Innovate market-based projects.
Gain additional resources for our efforts.
Document our impacts, successes and challenges.
Repeat.
How do we foster inclusion?
First we need to define whom we want to include. Food justice groups are doing a splendid job of making the case that communities of color and other socially disadvantaged persons should be at the table and benefiting from the changes being made. Their message is becoming more mainstream among the food movement, just as environmental justice groups helped to transform the environmental movement. Youth groups, such as Real Food Challenge, are doing a great job as well catalyzing youth leadership. Yet, there are systemic challenges to the full participation of youth and people of color far beyond the scope of our movement. It has not been and it will not be an easy road in the future, but food systems provide the venue for these important discussions to continue.
One of the weaknesses of progressive movements is their proclivity to factionalize themselves in ever more narrow groups. We must avoid that tendency, creating a big tent in which all persons can be housed, but also leaving enough space for people to organize based on shared characteristics. Finally, if we are to transcend the elitist label and make real political advances, we need to not demonize the average McDonald's eating, Pepsi-drinking, Walmart-shopping person, and bring them further into our orbit.

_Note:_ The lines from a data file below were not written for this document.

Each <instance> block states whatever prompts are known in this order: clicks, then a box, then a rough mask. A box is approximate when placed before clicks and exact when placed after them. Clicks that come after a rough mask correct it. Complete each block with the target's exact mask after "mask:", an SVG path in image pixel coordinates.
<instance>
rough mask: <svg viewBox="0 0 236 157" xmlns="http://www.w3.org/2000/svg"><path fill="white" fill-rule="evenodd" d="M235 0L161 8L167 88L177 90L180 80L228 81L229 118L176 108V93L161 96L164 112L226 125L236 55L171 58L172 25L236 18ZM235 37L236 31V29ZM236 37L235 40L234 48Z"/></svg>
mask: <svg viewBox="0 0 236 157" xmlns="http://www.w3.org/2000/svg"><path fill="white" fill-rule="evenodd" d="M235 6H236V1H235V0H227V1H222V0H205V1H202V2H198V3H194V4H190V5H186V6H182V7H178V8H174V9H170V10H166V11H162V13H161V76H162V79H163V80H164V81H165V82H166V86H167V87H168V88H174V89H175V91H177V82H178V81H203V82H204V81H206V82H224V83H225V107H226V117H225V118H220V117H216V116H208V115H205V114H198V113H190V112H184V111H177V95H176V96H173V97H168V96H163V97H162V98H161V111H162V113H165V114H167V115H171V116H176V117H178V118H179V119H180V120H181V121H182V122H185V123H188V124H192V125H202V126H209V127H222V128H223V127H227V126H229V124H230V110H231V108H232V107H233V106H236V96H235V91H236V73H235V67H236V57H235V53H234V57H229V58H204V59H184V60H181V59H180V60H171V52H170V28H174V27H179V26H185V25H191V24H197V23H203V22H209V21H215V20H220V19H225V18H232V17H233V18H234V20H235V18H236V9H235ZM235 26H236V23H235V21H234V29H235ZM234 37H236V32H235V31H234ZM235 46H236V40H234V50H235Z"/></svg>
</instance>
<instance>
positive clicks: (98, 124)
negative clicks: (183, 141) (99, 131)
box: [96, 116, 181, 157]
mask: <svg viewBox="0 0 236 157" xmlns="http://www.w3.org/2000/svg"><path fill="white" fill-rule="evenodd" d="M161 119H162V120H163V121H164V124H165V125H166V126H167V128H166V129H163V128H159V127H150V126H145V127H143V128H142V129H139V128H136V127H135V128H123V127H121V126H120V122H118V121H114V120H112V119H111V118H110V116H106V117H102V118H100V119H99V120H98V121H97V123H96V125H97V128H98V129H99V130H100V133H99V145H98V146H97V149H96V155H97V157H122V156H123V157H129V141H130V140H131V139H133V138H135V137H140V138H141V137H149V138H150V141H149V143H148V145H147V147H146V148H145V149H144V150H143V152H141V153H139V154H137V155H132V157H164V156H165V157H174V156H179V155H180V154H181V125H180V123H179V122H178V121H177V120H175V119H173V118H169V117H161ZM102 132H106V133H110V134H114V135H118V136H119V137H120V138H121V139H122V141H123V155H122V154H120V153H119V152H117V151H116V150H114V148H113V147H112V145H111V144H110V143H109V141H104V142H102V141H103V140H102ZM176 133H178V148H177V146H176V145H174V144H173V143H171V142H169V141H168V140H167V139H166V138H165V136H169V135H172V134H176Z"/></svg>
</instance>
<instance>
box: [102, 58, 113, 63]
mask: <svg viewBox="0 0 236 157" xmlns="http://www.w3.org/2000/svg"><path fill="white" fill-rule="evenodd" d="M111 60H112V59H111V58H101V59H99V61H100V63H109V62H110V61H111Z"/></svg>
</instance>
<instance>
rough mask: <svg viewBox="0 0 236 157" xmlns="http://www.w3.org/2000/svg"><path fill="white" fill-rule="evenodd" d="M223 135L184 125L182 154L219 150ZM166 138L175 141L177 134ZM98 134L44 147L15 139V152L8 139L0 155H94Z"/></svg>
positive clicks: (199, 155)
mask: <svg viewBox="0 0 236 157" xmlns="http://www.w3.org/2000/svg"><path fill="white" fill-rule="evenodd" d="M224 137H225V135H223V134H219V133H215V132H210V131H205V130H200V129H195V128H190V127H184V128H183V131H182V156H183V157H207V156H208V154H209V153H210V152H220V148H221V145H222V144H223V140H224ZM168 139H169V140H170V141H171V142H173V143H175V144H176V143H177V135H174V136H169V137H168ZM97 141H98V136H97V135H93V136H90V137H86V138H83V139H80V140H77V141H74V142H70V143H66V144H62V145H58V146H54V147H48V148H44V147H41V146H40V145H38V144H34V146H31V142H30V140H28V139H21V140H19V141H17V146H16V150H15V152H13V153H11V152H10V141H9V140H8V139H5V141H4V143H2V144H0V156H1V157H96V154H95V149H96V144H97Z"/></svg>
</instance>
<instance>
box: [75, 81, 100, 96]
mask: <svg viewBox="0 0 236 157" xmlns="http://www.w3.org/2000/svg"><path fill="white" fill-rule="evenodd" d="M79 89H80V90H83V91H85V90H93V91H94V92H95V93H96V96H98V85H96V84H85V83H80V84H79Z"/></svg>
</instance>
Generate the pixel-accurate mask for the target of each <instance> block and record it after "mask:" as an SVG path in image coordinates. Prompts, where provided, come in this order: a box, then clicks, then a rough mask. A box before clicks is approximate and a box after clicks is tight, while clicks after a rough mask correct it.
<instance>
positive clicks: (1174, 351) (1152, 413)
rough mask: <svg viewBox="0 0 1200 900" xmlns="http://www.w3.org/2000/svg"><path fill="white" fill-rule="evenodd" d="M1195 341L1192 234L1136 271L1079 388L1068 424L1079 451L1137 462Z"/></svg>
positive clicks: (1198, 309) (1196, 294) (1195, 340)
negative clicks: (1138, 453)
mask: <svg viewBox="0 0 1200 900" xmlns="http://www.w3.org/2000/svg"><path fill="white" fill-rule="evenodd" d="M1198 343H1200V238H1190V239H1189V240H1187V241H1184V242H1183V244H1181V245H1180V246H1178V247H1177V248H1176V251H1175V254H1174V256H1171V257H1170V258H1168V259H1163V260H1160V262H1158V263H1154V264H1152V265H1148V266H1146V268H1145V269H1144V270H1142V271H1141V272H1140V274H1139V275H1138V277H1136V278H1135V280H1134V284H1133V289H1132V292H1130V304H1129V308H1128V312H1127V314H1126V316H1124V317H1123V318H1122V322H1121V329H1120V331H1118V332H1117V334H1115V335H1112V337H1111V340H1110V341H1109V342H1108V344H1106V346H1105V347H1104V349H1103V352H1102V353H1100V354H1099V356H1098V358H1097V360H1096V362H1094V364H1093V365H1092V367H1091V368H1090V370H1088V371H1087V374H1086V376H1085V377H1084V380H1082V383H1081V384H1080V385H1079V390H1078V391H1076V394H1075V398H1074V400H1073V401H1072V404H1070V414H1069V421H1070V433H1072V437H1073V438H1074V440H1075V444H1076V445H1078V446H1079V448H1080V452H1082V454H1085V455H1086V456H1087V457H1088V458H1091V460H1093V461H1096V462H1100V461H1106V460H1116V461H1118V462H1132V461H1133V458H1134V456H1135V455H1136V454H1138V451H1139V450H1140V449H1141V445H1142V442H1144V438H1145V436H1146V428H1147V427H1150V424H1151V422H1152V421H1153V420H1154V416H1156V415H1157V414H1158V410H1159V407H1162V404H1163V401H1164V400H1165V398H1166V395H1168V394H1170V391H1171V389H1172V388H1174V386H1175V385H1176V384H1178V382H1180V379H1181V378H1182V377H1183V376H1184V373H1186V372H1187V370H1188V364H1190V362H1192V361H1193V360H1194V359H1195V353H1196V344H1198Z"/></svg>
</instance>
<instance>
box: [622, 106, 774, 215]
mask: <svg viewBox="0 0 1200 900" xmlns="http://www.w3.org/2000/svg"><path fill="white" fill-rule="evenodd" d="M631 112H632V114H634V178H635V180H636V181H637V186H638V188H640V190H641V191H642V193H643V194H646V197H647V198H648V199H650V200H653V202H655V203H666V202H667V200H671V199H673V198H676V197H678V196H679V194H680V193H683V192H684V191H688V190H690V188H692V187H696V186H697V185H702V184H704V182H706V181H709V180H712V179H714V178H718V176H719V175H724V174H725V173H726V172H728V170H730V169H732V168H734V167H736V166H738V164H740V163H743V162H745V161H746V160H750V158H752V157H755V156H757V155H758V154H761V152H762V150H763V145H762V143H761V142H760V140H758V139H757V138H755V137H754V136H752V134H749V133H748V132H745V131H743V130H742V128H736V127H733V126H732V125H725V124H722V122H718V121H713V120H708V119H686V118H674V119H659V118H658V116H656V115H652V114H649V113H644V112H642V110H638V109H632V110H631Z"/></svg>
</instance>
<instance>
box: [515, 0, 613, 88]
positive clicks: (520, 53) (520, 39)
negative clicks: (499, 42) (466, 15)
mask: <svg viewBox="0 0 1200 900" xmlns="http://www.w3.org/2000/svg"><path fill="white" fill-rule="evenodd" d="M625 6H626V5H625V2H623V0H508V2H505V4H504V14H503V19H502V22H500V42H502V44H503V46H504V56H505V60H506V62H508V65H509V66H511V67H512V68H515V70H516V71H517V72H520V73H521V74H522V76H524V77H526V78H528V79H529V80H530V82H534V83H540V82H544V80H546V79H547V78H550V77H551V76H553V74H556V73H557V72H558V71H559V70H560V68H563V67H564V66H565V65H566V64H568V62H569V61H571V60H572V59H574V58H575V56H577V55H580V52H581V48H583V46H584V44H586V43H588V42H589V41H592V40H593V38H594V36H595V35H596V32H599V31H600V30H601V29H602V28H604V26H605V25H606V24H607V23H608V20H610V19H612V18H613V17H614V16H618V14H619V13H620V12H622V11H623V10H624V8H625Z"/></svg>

What can the fellowship do to support the movement?
The Food and Society Fellowship was founded to train movement leaders to counter the propaganda of right wing opponents of organics, such as Dennis Avery and the Hudson Institute. The movement needs more strong voices to emerge from the fellows program that will take on the challenge of communicating effectively and directly against our adversaries.
Our opponents continue to be in industries whose financial interests run contrary to our vision of a healthy and democratic food system: soda manufacturers, agri-business and agri-food conglomerates, and pesticide manufacturers among others.
Yet, we also have new and powerful enemies, skilled media manipulators. Fox News, right wing talk radio, and Sarah Palin have attacked efforts to support healthy food in schools and communities as a symbol of excessive government interference in citizen's lives. Food movement leaders need to be trained to confront these distortions of the truth in ways that resonate with the American public.